Но умная собакен понимает, поворачивает морду к черноте кухонного проема и снова смотрит на меня.

Ворчит глухо, говорит на своём, собачьем, языке.

Объясняет.

– Он тебе запретил спускаться, да?

Да.

Ведь иначе Айт пошёл бы за ним, не бросил, и на лестнице, тревожно вслушиваясь в звенящий грохот, а затем в ещё более звенящую пугающую тишину, он бы не остался.
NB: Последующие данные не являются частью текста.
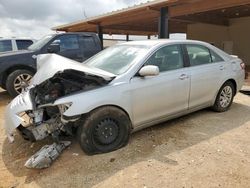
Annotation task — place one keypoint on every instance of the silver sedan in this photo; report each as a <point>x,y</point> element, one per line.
<point>123,89</point>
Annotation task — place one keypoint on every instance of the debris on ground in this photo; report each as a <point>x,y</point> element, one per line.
<point>46,155</point>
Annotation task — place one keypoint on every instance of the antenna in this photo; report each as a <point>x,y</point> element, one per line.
<point>85,15</point>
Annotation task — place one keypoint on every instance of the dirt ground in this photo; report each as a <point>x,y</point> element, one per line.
<point>203,149</point>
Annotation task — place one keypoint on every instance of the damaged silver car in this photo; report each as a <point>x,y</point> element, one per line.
<point>122,89</point>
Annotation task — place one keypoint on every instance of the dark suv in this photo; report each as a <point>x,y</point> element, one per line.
<point>17,68</point>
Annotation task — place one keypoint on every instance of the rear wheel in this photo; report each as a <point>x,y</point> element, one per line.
<point>17,81</point>
<point>224,97</point>
<point>104,130</point>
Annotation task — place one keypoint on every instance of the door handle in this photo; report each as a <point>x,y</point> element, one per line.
<point>183,77</point>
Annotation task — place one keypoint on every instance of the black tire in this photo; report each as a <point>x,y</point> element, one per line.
<point>12,78</point>
<point>93,136</point>
<point>218,107</point>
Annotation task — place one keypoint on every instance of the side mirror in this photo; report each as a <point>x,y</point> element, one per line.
<point>149,70</point>
<point>53,48</point>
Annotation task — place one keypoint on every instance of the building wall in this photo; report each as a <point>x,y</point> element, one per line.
<point>234,39</point>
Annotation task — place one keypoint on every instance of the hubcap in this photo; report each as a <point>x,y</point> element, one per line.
<point>21,82</point>
<point>226,96</point>
<point>106,131</point>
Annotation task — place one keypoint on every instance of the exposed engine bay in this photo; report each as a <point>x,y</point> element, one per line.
<point>47,119</point>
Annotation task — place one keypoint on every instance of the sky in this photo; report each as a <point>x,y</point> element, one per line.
<point>35,18</point>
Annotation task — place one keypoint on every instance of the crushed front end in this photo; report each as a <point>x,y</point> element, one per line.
<point>34,114</point>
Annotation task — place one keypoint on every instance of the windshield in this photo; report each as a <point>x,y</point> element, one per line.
<point>39,44</point>
<point>118,59</point>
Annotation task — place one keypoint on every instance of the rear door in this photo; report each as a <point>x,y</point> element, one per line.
<point>156,97</point>
<point>207,71</point>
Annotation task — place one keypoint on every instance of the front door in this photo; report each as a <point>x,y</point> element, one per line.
<point>166,94</point>
<point>207,70</point>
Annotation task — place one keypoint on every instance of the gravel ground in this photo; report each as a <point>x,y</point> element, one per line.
<point>203,149</point>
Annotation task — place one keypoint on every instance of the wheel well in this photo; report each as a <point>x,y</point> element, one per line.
<point>14,68</point>
<point>234,84</point>
<point>120,108</point>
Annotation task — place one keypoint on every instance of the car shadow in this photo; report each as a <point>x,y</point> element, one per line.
<point>74,165</point>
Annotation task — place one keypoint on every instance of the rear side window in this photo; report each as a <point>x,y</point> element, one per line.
<point>198,55</point>
<point>5,45</point>
<point>23,44</point>
<point>67,42</point>
<point>88,42</point>
<point>215,57</point>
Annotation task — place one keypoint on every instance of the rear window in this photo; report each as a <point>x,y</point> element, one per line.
<point>89,42</point>
<point>23,44</point>
<point>5,45</point>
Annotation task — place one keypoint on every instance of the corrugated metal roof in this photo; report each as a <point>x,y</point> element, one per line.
<point>123,10</point>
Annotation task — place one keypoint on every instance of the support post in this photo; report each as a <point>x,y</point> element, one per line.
<point>163,24</point>
<point>127,37</point>
<point>100,34</point>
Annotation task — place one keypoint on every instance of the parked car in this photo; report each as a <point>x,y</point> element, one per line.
<point>123,89</point>
<point>17,68</point>
<point>14,44</point>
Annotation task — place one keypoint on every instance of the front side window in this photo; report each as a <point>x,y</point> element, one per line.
<point>118,59</point>
<point>39,44</point>
<point>23,44</point>
<point>198,55</point>
<point>67,42</point>
<point>167,58</point>
<point>5,45</point>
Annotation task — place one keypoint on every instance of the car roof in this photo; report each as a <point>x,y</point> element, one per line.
<point>163,41</point>
<point>16,39</point>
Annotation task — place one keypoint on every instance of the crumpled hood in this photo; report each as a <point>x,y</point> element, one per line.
<point>50,64</point>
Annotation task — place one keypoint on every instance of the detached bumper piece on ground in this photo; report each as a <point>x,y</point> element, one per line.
<point>46,155</point>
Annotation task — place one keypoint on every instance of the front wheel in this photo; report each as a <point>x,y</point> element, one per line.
<point>17,81</point>
<point>105,129</point>
<point>224,97</point>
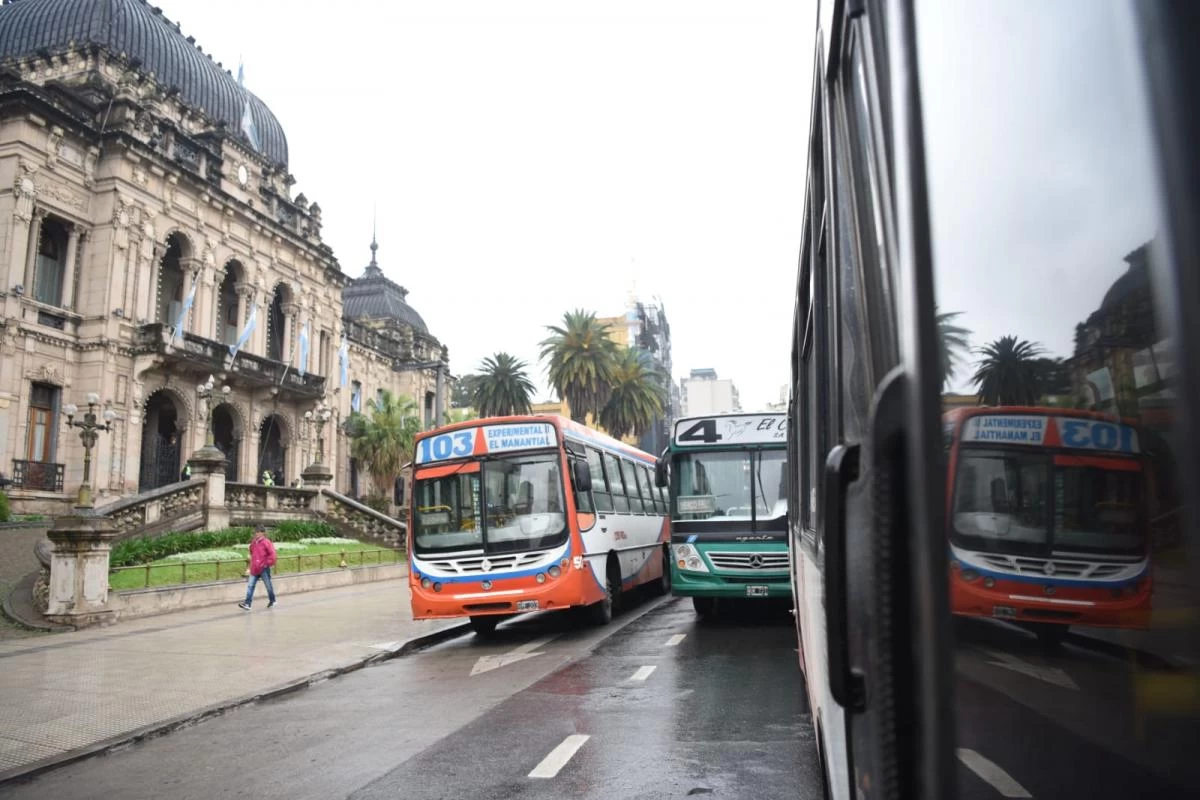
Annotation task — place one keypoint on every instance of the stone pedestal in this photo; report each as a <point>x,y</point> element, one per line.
<point>79,571</point>
<point>209,463</point>
<point>317,476</point>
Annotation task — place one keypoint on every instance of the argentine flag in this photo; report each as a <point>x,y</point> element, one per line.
<point>304,349</point>
<point>183,312</point>
<point>251,322</point>
<point>343,360</point>
<point>247,119</point>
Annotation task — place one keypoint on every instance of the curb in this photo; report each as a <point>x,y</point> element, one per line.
<point>120,741</point>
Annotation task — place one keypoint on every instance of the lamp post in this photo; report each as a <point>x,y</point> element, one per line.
<point>204,391</point>
<point>89,433</point>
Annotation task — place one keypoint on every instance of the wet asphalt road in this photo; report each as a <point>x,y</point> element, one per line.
<point>721,714</point>
<point>1060,722</point>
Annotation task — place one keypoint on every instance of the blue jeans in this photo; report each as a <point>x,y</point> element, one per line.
<point>265,577</point>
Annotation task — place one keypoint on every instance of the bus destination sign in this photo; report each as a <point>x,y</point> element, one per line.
<point>1043,431</point>
<point>725,429</point>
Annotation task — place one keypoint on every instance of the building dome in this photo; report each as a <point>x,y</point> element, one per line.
<point>150,41</point>
<point>375,296</point>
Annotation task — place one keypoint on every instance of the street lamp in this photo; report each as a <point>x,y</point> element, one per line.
<point>319,414</point>
<point>89,433</point>
<point>205,394</point>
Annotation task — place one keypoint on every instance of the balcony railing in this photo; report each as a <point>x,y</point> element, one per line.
<point>37,475</point>
<point>205,355</point>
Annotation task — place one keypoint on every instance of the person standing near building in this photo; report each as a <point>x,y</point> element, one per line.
<point>262,559</point>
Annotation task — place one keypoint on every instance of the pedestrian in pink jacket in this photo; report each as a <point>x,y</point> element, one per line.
<point>262,559</point>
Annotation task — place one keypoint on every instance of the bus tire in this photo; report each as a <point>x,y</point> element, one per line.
<point>601,613</point>
<point>663,585</point>
<point>705,606</point>
<point>485,626</point>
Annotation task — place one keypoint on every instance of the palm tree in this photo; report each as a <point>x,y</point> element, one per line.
<point>637,395</point>
<point>503,388</point>
<point>383,439</point>
<point>580,359</point>
<point>952,343</point>
<point>1009,372</point>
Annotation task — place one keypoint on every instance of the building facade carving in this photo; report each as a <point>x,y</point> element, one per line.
<point>120,194</point>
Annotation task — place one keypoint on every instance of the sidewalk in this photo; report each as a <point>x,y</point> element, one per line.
<point>67,696</point>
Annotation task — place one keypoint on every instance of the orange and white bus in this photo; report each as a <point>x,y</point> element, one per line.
<point>526,513</point>
<point>1047,517</point>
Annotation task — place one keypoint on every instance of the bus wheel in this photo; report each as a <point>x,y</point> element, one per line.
<point>663,585</point>
<point>484,625</point>
<point>1049,633</point>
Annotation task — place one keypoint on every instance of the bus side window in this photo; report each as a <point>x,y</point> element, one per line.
<point>582,499</point>
<point>612,468</point>
<point>647,483</point>
<point>631,489</point>
<point>599,485</point>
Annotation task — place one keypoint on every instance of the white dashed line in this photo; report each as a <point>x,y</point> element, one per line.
<point>559,756</point>
<point>989,771</point>
<point>642,673</point>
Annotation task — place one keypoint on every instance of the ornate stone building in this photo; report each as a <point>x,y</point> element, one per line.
<point>145,217</point>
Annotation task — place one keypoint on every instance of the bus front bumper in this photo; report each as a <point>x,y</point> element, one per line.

Но Дим приказал, рявкнул непривычно зло и металлически.

Опасно.

Так, что шерсть на загривке встала дыбом.

Захотелось заскулить.

Впрочем, он и заскулил, завыл отчаянно, когда тишина окончательно поселилась в доме, расползлась по углам вместе со страхом и едким удушающим запахом тёмного пойла, которое так любил Дим.
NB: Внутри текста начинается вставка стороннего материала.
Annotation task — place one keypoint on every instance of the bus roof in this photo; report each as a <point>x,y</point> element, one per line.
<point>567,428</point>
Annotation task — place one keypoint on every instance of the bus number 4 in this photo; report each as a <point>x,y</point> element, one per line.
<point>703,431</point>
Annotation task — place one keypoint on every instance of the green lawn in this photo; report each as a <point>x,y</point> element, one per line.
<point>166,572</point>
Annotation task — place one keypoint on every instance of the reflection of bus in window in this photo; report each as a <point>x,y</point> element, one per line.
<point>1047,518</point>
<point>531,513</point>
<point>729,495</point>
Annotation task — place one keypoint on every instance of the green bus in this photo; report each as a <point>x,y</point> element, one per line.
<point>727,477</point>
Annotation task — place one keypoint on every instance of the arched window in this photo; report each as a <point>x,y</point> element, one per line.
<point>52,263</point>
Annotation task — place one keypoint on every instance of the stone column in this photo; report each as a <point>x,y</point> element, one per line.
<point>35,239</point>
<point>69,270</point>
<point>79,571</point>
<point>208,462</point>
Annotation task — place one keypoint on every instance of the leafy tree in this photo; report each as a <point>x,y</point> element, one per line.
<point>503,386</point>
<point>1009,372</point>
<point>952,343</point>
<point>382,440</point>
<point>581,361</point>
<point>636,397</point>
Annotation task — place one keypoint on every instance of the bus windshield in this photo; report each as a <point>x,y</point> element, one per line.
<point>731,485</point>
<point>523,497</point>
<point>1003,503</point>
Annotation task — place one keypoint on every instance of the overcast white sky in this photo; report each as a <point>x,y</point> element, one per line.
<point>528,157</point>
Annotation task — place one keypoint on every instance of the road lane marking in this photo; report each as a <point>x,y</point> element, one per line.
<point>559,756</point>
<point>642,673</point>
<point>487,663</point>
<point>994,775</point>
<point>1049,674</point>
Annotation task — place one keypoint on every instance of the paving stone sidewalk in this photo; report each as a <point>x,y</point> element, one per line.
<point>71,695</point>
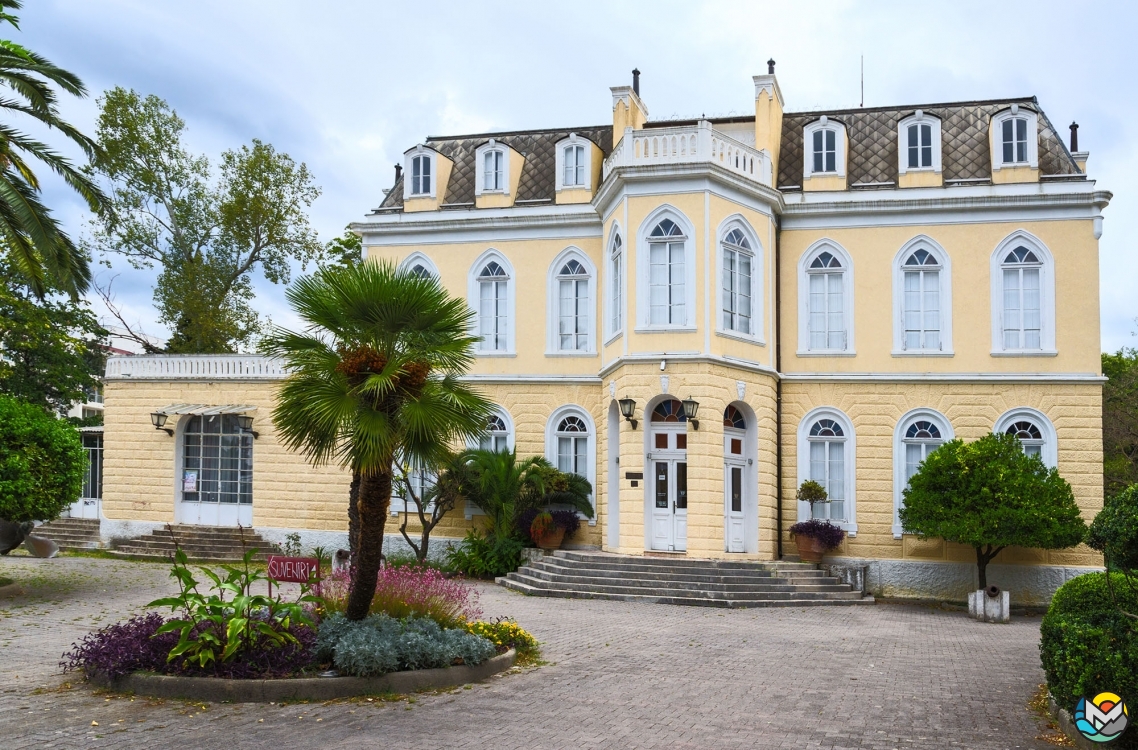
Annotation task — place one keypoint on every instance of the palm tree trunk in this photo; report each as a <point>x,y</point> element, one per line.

Но сегодня почему-то бутылки с этим пойлом разбил.

Запретил быть рядом.

И я должна понимать, что он, Айт, не мог ослушаться приказа.
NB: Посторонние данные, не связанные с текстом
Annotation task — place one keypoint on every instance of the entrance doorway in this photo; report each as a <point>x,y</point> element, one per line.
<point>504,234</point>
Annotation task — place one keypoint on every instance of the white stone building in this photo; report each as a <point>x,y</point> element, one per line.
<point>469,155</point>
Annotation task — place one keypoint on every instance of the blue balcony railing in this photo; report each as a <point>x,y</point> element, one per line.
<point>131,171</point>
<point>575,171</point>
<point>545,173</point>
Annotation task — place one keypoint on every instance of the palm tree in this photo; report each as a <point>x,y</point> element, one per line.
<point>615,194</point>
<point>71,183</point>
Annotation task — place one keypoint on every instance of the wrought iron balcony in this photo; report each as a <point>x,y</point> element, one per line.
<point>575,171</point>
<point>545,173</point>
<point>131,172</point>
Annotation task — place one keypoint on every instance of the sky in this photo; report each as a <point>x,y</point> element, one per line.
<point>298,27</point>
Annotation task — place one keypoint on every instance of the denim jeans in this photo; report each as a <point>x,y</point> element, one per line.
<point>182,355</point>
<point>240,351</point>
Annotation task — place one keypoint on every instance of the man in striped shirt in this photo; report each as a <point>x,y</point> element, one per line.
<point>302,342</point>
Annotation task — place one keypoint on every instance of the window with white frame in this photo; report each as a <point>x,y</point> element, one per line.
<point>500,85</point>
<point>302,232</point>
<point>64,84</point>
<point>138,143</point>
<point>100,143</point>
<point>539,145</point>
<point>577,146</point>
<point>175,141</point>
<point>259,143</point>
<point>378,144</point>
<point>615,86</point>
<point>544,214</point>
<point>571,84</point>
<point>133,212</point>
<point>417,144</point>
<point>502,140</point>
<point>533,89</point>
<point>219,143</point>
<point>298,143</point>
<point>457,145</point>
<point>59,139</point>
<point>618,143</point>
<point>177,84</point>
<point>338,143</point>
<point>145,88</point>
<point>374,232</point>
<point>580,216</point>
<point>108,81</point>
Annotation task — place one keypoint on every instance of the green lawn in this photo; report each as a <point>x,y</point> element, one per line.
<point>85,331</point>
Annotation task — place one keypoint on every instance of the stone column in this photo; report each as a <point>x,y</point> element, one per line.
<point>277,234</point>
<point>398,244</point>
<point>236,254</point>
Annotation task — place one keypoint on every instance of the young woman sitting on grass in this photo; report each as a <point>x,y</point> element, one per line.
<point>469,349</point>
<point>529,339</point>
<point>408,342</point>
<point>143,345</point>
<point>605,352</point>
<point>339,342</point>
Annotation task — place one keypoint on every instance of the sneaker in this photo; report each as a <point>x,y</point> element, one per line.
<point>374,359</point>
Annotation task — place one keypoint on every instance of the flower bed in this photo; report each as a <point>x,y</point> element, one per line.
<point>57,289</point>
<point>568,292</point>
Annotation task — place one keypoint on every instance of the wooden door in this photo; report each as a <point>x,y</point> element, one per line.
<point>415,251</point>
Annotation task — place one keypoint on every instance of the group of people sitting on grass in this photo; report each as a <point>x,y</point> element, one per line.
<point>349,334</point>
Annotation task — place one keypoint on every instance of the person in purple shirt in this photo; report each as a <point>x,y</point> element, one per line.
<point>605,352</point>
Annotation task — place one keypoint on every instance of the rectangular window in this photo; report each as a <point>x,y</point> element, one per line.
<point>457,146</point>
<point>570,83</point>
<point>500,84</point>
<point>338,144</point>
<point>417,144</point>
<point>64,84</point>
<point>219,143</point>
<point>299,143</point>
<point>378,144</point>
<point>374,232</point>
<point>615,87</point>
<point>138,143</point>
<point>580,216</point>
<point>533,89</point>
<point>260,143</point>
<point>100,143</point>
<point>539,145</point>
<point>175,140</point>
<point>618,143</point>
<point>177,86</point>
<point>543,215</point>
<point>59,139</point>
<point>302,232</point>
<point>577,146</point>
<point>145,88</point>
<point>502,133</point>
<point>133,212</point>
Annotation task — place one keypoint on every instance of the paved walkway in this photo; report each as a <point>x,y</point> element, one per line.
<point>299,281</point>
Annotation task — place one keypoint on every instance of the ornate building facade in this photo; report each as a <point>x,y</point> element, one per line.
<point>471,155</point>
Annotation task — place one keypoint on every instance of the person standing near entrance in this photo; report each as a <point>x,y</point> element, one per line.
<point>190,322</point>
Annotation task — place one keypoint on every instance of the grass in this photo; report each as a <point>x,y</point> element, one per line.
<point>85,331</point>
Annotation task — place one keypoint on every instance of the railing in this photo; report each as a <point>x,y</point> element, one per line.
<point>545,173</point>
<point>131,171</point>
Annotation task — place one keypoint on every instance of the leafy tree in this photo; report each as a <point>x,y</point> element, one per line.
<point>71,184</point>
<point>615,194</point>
– Я понимаю, Айт, понимаю, – я шепчу тихо, треплю его по похожей на медвежью голове, и жесткая шерсть под пальцами придает храбрости, успокаивает, и в глаза, приседая, я ему заглядываю просительно. – Ты молодец, ты умница у нас, Айт. Потерпи ещё немного, хорошо?

Хорошо.

Он понимает.

Он посидит и подождет.

Он ведь умеет ждать, лучше всего на свете умеет ждать. Айт вздыхает шумно, обдает горячим дыханием, умещается немыслимым образом на одной ступени, что для него слишком узка, и голову на передние лапы он кладет.

Наблюдает за мной.

И в кухню, дыша через раз от сладковато-пряной вони рома, я иду по миллиарду сверкающих осколков, что сухо и колко хрустят под каблуками.

– Дим!

Я зову.

Щёлкаю выключателем, который заливает кухню белым светом, бьёт по глазам, заставляя неловко попятиться, удариться о перевернутый стул и покачнуться.

– Дим!!!

Ни одной целой бутылки.

Посуды.

Стоящих стульев.

И ступать по белоснежным обломкам фарфора получается как-то отстранённо. Огибаются стулья и рассыпанные по чёрному полу зелёные яблоки, что на контрасте, и я лишь выдыхаю, когда не обнаруживаю Дима, лежащим за барной стойкой.

– Димо!!!

Где ты?

Айт не мог ошибиться.

Дверь в погреб не заперта.

И по верхнему – кухонному – выключателю я ударяю, не дышу, пока трещит и моргает старая лампочка, освещает всё же неохотно широкую лестницу и сутулую неподвижную фигуру на середине.

– Дим…

Он не откликается.

И семь ступеней до него растягиваются в лестницу Иакова, на которой подкашиваются ноги, и за шершавую ледяную стену, царапая ладонь, приходится держаться.

Спускаться слепо.

Опускаться, не касаясь, рядом.

Чтобы зажатую полупустую бутылку в его руках заметить, скорее почувствовать, чем увидеть, как он её поднимает и, запрокинув голову, пьёт.

Молчит.

И можно было не мчаться, нарушая все писанные и неписанные правила дорожного движения. И можно было не появляться от слова «совсем». И можно не вести, отстраненно и вежливо, светские беседы.

У нас не получится.

Поэтому виднеющуюся в проёме часть погреба я рассматриваю молча.

Тоже.

 

– Там, в гостиной, ваза разбилась. И остальное… – Дим заговаривает спустя бесконечность, сообщает безразлично, – …я заплачу твоему отцу.

Не заплатит.

И пальцы, сдерживая дрожь, которой прошивает враз от его последней фразы, приходится сцепить. Выудить в зашумевшей голове слова, протолкнуть их, физически ощущая, как они карябают горло:

– Папа умер, Дим.

Ещё в октябре.

Когда Прага стала золотой, а над Влтавой пред рассветом поплыли самые белесые и густые туманы в году. Когда гремел фестиваль света, мерцали старинные дома радужными цветами, плясали и играли тени, делая сказку былью. Когда утро началось со звонка папы и его трубного голоса, которым он читал лекции, слышимые отчётливо даже на самом последнем ряду, и который пани Власта, страдальчески морщась и прикладывая тонкие пальцы к вискам, называла «иерихонским».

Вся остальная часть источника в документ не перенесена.